Marginal function like marginal cost, marginal revenue, and marginal profit are all derivatives. This means that we can undo these derivatives to obtain the cost, revenue, and profit functions by taking their antiderivatives.

For example, suppose the marginal cost for a product is given by

$latex \displaystyle {C}'(x)=0.2{{x}^{2}}+5x$

where *x* is the number of units produced. Also suppose the fixed cost are 1000 dollars. The antiderivative of the marginal cost is

$latex \displaystyle C(x)=\frac{0.2}{3}{{x}^{3}}+\frac{5}{2}{{x}^{2}}+K$

where K is an arbitrary constant. By requiring that the fixed cost is 1000 dollars, we know that the cost of producing no items is $1000 or C(0) = 1000. This means that

$latex \displaystyle C(0)=\frac{0.2}{3}\cdot {{0}^{3}}+\frac{5}{2}\cdot {{0}^{2}}+K=1000$

or K = 1000. The cost function matching the marginal cost and fixed cost is

$latex \displaystyle C(x)=\frac{0.2}{3}{{x}^{3}}+\frac{5}{2}{{x}^{2}}+1000$

Here are several more examples worked out by students.

**Example 1** Find the demand function corresponding to the marginal revenue

$latex \displaystyle {R}'(x)=175-0.02x-0.03{{x}^{2}}$

Remember, no revenue is incurred when no items are sold.

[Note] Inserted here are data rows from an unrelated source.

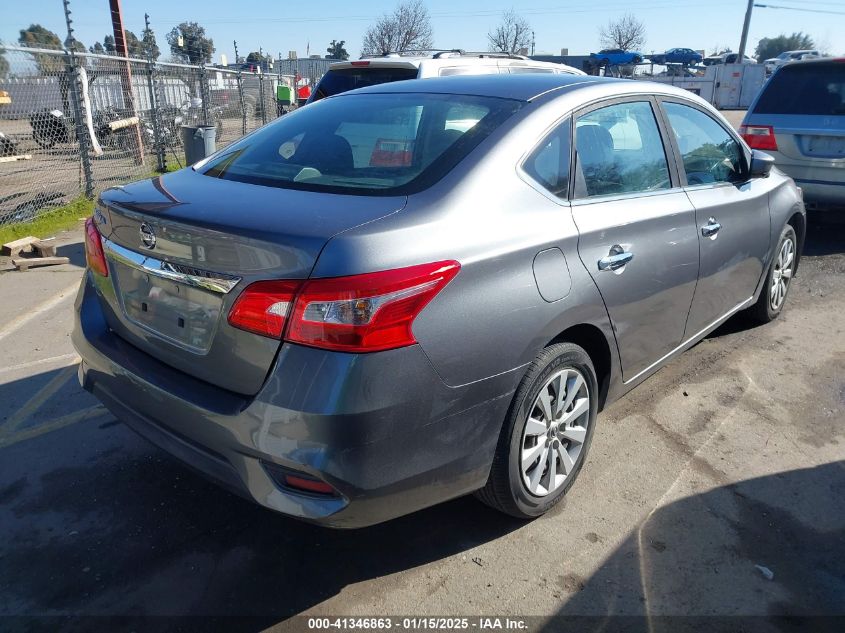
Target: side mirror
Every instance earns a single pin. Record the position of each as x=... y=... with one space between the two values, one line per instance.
x=761 y=164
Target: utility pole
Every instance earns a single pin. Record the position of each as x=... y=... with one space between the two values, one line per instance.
x=744 y=39
x=126 y=77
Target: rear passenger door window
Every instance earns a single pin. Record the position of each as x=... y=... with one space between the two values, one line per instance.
x=709 y=153
x=548 y=164
x=619 y=150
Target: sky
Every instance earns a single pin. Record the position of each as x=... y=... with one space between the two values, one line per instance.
x=280 y=26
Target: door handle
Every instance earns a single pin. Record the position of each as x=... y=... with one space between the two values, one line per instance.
x=711 y=228
x=616 y=259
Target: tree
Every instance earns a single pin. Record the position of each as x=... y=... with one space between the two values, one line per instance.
x=407 y=28
x=627 y=33
x=195 y=48
x=770 y=47
x=36 y=36
x=150 y=45
x=337 y=51
x=512 y=34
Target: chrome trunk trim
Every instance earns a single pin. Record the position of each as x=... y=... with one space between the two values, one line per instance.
x=214 y=282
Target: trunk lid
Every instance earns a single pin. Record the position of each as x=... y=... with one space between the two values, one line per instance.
x=182 y=247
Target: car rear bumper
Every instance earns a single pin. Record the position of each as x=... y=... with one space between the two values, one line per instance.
x=382 y=429
x=821 y=184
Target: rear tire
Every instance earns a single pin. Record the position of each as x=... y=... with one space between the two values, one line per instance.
x=546 y=435
x=772 y=297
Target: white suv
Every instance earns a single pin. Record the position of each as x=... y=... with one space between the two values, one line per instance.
x=349 y=75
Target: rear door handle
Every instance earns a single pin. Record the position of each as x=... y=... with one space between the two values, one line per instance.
x=616 y=259
x=711 y=228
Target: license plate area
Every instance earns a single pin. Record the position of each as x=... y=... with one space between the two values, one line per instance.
x=824 y=146
x=181 y=314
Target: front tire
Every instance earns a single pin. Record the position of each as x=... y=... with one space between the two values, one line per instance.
x=546 y=434
x=781 y=271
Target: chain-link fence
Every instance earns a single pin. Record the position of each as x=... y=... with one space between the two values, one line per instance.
x=76 y=123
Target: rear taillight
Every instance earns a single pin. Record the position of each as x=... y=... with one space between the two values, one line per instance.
x=759 y=137
x=366 y=313
x=94 y=254
x=264 y=306
x=359 y=313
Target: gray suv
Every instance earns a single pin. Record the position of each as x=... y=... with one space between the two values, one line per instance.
x=419 y=290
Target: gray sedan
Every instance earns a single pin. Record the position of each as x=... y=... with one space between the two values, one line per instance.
x=419 y=290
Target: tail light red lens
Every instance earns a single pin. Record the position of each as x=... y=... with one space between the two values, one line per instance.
x=263 y=307
x=366 y=313
x=359 y=313
x=759 y=137
x=308 y=485
x=94 y=254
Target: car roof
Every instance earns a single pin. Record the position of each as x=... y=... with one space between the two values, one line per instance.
x=447 y=58
x=523 y=87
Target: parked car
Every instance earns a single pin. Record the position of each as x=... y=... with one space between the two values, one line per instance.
x=733 y=58
x=348 y=75
x=616 y=57
x=799 y=118
x=685 y=56
x=423 y=289
x=774 y=63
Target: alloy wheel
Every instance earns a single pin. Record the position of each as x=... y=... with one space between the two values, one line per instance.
x=555 y=432
x=782 y=273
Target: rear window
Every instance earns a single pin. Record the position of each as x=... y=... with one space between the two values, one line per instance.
x=370 y=144
x=805 y=89
x=344 y=79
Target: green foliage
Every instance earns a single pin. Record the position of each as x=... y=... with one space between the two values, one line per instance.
x=134 y=46
x=195 y=48
x=150 y=45
x=337 y=51
x=770 y=47
x=36 y=36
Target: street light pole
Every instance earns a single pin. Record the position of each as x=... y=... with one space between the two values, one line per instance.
x=744 y=39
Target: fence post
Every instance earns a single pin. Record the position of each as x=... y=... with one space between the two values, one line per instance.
x=73 y=80
x=261 y=96
x=204 y=94
x=155 y=115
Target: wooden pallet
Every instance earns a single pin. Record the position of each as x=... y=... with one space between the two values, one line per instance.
x=25 y=263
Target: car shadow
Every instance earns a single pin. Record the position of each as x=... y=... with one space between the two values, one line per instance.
x=75 y=252
x=764 y=554
x=96 y=521
x=825 y=233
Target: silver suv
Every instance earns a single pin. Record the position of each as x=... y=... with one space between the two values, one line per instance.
x=799 y=119
x=349 y=75
x=423 y=289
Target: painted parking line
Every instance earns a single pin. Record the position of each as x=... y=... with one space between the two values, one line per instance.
x=63 y=360
x=94 y=411
x=15 y=324
x=35 y=402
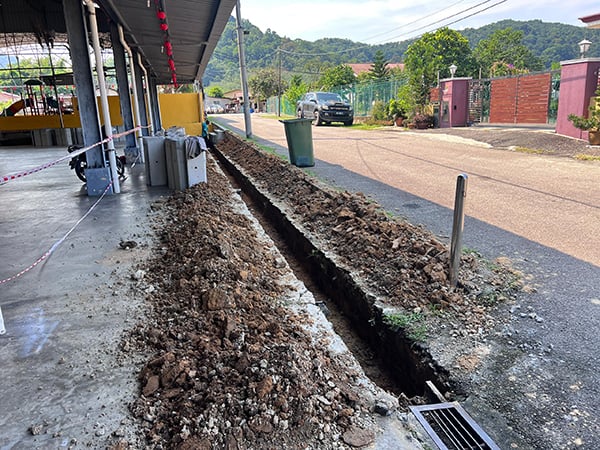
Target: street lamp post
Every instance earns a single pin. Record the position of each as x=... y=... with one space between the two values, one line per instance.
x=584 y=46
x=452 y=70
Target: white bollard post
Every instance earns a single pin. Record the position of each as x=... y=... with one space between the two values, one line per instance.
x=2 y=329
x=457 y=227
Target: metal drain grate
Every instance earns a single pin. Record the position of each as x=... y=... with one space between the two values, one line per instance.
x=451 y=428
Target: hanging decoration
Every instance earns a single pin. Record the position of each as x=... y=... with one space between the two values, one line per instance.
x=161 y=15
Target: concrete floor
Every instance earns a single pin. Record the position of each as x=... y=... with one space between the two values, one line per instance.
x=63 y=384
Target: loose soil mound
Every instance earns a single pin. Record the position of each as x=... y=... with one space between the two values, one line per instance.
x=233 y=367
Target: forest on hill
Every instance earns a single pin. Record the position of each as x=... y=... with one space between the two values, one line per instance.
x=551 y=42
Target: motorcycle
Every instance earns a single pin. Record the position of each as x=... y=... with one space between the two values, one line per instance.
x=79 y=163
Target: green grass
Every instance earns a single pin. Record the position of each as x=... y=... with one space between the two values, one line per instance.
x=586 y=157
x=413 y=324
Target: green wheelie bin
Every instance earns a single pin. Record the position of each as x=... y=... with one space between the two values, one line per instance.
x=298 y=133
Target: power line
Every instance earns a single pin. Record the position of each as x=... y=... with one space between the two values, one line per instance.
x=412 y=23
x=409 y=32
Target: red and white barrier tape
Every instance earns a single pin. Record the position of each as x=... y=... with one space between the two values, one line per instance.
x=60 y=241
x=11 y=177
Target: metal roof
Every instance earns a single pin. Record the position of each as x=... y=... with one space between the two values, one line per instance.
x=194 y=28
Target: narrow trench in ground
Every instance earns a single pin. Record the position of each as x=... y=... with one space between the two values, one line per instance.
x=372 y=364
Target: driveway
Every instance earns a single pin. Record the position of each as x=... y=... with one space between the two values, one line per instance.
x=541 y=212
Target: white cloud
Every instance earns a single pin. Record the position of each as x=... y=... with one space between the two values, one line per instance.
x=375 y=21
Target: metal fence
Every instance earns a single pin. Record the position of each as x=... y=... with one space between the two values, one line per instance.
x=364 y=95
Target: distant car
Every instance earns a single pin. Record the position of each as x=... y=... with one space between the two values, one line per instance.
x=325 y=107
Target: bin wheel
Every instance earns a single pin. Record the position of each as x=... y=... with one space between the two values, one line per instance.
x=317 y=119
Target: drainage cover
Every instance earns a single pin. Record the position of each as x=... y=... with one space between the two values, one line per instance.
x=451 y=428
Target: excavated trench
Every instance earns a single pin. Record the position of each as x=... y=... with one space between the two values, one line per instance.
x=391 y=359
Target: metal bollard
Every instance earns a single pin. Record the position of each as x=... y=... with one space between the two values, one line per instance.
x=2 y=329
x=457 y=227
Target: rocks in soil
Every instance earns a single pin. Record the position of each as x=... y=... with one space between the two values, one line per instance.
x=234 y=368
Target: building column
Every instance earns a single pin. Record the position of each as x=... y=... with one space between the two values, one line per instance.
x=578 y=82
x=155 y=106
x=454 y=107
x=84 y=80
x=131 y=150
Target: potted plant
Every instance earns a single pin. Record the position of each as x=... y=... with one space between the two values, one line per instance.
x=396 y=112
x=591 y=123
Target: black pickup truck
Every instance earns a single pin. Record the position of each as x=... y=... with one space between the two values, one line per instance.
x=325 y=107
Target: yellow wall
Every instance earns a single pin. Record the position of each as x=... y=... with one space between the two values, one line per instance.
x=21 y=123
x=181 y=110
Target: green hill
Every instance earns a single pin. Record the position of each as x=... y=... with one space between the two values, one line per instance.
x=552 y=42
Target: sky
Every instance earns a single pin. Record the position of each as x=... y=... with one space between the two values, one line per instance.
x=380 y=21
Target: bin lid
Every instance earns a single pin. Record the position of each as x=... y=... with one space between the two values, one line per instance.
x=295 y=120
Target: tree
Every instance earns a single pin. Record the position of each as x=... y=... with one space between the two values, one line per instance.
x=296 y=90
x=215 y=91
x=265 y=83
x=341 y=75
x=505 y=51
x=379 y=69
x=434 y=53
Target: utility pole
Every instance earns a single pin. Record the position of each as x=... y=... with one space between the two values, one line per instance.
x=279 y=85
x=244 y=76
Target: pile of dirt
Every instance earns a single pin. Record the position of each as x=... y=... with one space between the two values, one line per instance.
x=404 y=265
x=233 y=367
x=542 y=141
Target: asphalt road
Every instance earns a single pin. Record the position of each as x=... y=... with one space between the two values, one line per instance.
x=541 y=212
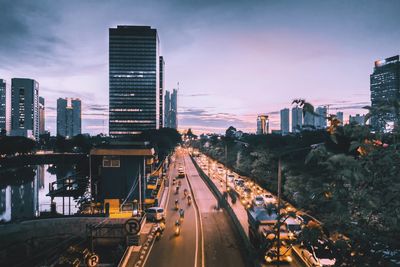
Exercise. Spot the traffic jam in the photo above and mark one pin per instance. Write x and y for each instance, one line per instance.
(262, 216)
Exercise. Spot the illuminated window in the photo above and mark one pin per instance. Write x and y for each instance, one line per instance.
(111, 162)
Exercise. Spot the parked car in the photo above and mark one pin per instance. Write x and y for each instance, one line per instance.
(268, 198)
(155, 214)
(293, 225)
(258, 201)
(320, 255)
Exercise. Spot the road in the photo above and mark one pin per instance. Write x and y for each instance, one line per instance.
(206, 239)
(219, 180)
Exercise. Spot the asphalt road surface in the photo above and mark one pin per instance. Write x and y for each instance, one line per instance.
(207, 237)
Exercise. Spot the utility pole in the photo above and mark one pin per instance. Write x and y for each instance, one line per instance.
(279, 209)
(226, 168)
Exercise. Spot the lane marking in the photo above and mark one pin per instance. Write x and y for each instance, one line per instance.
(198, 217)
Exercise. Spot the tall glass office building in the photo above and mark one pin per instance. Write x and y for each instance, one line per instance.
(69, 117)
(385, 87)
(25, 108)
(5, 111)
(134, 70)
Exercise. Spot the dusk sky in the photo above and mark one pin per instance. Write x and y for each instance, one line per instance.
(232, 59)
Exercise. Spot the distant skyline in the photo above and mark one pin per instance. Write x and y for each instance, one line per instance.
(232, 59)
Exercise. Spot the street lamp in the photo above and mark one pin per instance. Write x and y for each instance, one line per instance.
(313, 146)
(226, 159)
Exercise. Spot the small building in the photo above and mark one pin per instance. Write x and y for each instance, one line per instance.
(119, 170)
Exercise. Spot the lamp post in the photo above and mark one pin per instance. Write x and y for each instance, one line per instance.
(280, 191)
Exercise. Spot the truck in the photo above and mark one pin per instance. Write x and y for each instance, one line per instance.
(263, 235)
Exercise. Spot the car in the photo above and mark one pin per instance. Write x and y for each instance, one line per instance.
(155, 214)
(247, 192)
(258, 201)
(319, 255)
(268, 198)
(285, 255)
(293, 226)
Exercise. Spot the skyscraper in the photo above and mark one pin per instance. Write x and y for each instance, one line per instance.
(5, 106)
(309, 120)
(385, 89)
(358, 119)
(320, 120)
(162, 85)
(339, 116)
(68, 117)
(25, 107)
(262, 124)
(174, 109)
(41, 115)
(284, 121)
(134, 82)
(297, 119)
(167, 109)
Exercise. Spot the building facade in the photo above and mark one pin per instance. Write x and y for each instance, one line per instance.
(262, 124)
(385, 89)
(309, 120)
(5, 107)
(167, 109)
(285, 121)
(41, 115)
(358, 119)
(69, 117)
(297, 119)
(162, 86)
(320, 119)
(339, 116)
(134, 82)
(25, 108)
(174, 110)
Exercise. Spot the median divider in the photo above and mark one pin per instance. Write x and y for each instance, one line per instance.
(249, 251)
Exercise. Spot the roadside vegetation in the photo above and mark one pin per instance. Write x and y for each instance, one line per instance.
(346, 176)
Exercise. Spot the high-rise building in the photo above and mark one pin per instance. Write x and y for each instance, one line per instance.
(339, 116)
(297, 119)
(309, 120)
(285, 121)
(162, 86)
(174, 110)
(359, 119)
(5, 107)
(134, 81)
(68, 117)
(320, 119)
(262, 124)
(41, 115)
(167, 109)
(385, 89)
(25, 107)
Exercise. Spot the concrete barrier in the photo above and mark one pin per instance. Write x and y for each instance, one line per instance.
(249, 251)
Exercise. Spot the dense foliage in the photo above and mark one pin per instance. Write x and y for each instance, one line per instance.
(349, 178)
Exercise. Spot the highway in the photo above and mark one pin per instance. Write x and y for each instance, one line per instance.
(219, 180)
(206, 238)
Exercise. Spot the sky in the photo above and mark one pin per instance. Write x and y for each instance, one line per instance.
(232, 59)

**Example 2** Find the cost function corresponding to the marginal cost function

$latex \displaystyle {C}'(x)={{x}^{\tfrac{1}{2}}}$

Assume that 16 units costs 45 dollars.

**Example 3** The marginal profit in dollars per pound on Brie cheese is

$latex \displaystyle {P}'(x)=x\left( 50{{x}^{2}}+30x \right)$

where *x* is the amount of cheese sold in hundreds of pounds. Assume the profit is -40 when no cheese is sold.

a. Find the profit function.

b. Find the profit from selling 200 pounds of cheese.

Since the variable *x* is in hundreds of pounds, the profit is found by substituting 2 (not 200) into the function.